With serialized fiction, people can read a little bit at a time, which will, you know, get them into the habit of reading more books, which supposedly only a quarter of us Americans do.
Because, you see, “Technology is not the death of deep reading. By making a few small, conscious efforts to use technology as a means towards reading more, we can re-establish a reading culture in the digital age.”
Oh my, where is one to begin.
Maybe by asking just what is “deep reading?” Based on the article, it seems to just mean reading, as opposed to skimming, which isn’t reading anyway. It could also mean reading longer, perhaps, so reading significant portions of a book instead of a short, frivolous blog post like you’re doing right now.
It seems pretty obvious that technology hasn’t killed reading. Radio – which, you might remember, is technology – came along, and people kept reading. Television came along and people kept reading. Personal computers, the Internet, smartphones, they’re all the same. They came along, and people kept reading.
But if people are still reading, why all the fuss? How can one “re-establish a reading culture” when people still read?
Instead of misguided doomsaying, that goal is based on misguided nostalgia, if that’s not a redundancy.
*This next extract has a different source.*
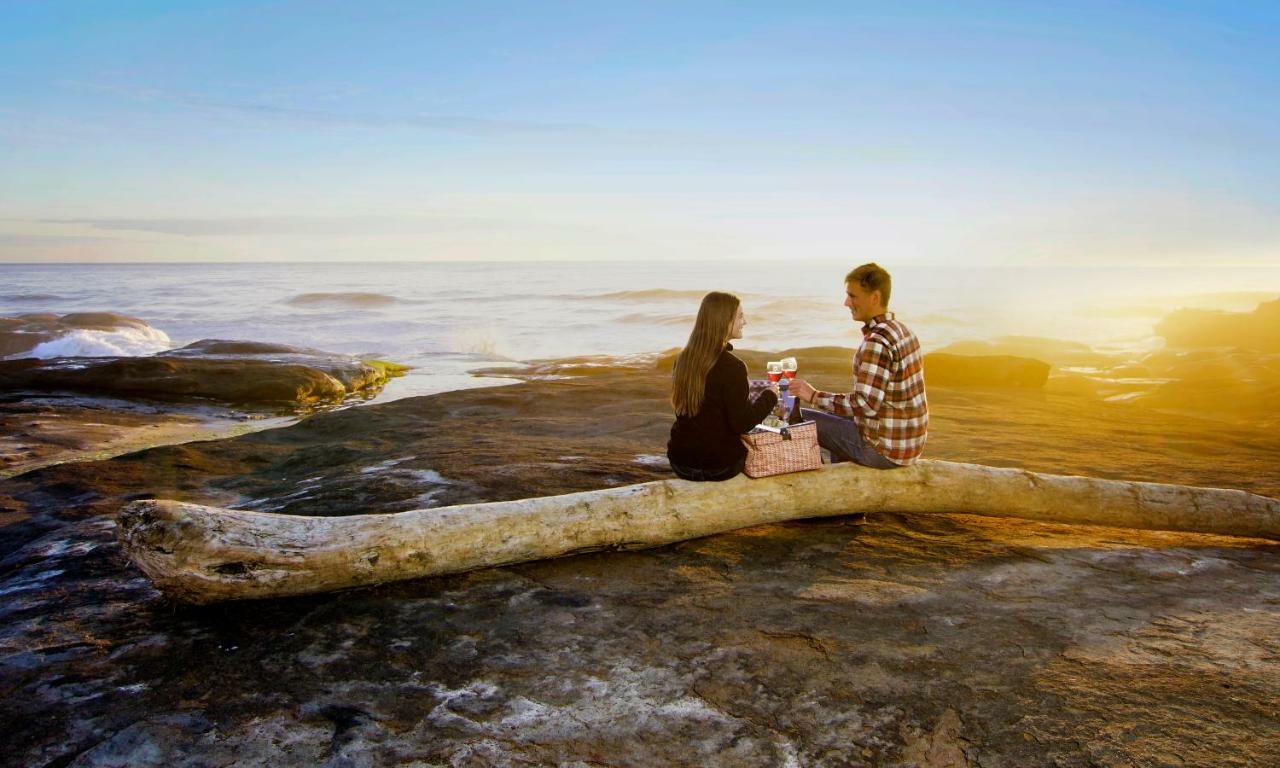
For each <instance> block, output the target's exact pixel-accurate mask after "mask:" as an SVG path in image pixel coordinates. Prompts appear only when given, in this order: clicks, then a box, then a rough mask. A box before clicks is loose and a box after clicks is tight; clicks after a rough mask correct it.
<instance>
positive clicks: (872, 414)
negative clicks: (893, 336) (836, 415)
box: [809, 338, 893, 419]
We can’t re-establish a reading culture because either we never had a reading culture or we still have one, depending on how you look at things.
I’m of a mind that we still have as much of a reading culture as we ever did. People still read. They read books and essays and various works of nonfiction. People read literary novels and genre fiction and scholarly books and all sorts of things.
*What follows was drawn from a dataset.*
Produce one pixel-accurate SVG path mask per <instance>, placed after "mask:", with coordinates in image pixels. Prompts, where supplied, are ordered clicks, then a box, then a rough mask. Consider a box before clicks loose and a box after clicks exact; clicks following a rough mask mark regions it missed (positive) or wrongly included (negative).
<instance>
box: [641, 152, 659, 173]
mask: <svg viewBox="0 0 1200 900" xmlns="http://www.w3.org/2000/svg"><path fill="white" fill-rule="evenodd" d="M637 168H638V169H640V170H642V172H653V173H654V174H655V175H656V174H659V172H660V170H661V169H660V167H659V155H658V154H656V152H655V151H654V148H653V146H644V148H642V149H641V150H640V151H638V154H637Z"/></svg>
Does the majority of the population read? No. And it never did.
Here’s where it depends on how you look at things. Did a larger percentage of people in the past read books, especially serialized fiction? Maybe, but if they did it’s because they didn’t have anything better to do.
In the heyday of serialized fiction, which was probably the Victorian era, reading was the only remotely passive form of entertainment for the home.
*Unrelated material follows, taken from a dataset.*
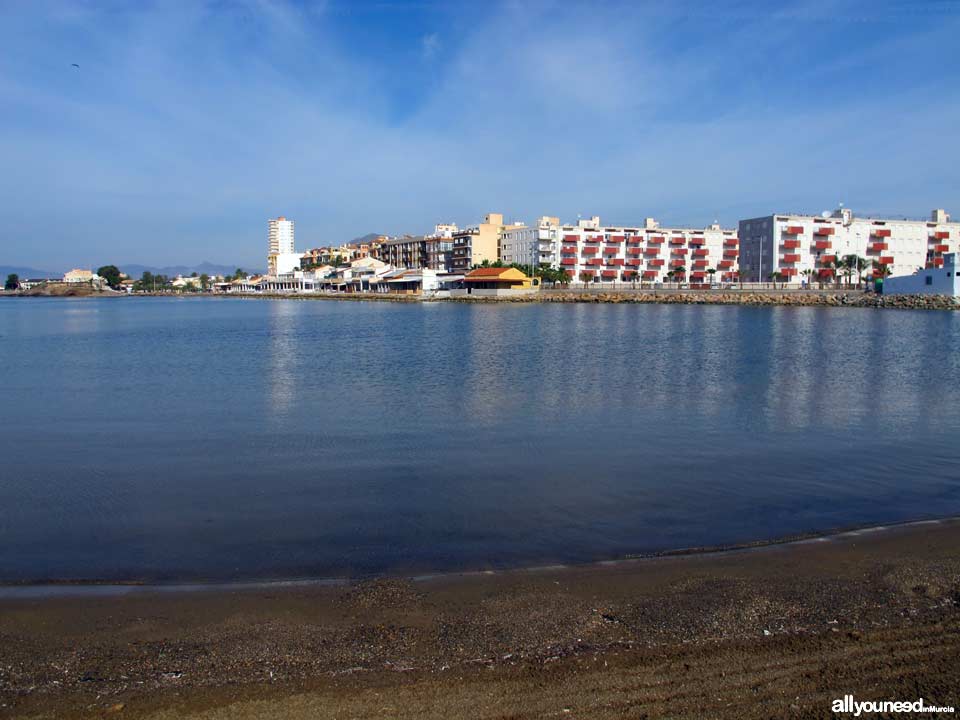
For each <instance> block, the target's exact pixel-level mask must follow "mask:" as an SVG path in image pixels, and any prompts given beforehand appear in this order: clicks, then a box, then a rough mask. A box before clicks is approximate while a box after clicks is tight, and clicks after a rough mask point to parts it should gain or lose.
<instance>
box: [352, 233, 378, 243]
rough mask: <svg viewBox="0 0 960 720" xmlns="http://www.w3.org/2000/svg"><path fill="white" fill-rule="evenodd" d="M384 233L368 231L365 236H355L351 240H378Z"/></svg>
mask: <svg viewBox="0 0 960 720" xmlns="http://www.w3.org/2000/svg"><path fill="white" fill-rule="evenodd" d="M382 235H383V233H367V234H366V235H364V236H363V237H358V238H354V239H353V240H351V241H350V242H352V243H369V242H373V241H374V240H376V239H377V238H378V237H380V236H382Z"/></svg>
If people wanted music, they had to make it, which meant they had to know how to play instruments and be able to afford them. If they wanted theatrical entertainments, they had to go to theatres, and lots of people did. Theatre was actually popular.
But if they wanted to sit at home and be entertained by themselves, reading was an easy pastime.
With radio, television, and the Internet, the sorts of people who just want some easy passive entertainment don’t need books, so they don’t read them. It’s really that simple. We never had a reading culture. We had an entertainment culture where reading was the easiest form of entertainment.
It’s certain based on the evidence that reading isn’t for everyone. Most people don’t read, and most of them never did. Even if they’re technically capable of understanding strings of words in grammatical form, they don’t really read.
People might think I’m just being cynical, but look at the culture. Does it really seem likely that people who spend hours a day watching reality TV or the staccato of gibberish that is Fox News or CNN are capable of “deep reading”?
Deep reading has never been an activity for the masses. It’s always been the preserve of a minority. Serious readers are outliers in the culture and we always have been.
You might disagree. You might look around at the people you know, your family, your friends, your colleagues. Most of them might be readers. It might not be unusual for you to be reading two or three books at a time, piled up on your nightstand, maybe one or two tucked into a purse or pack when you’re out of the house.
You might love it that you can take hundreds of books with you on a Kindle, because otherwise when you travel you have to pack several books because you never know what you might want to read in a given moment and it’s important to have variety.
You might have books piled on shelves, or just be a heavy user of your local library. Either way, there’s always lots to read.
If that describes you and your family, friends, or colleagues, I want to break it to you as gently as I can. You’re freaks. The majority of people, if they knew your reading habits, would look at you and wonder why you spend so much time staring at words on a page instead of binge-watching television or playing Pokemon Go.
There will be no death of reading because there will always be freaks like us who enjoy immersing ourselves in the printed word, whether it’s the esoteric joy of working through a difficult poem or the more lighthearted and lightheaded joy of reading an adventure to see what happens next. The reading freaks will always be with us, and I take some comfort in that.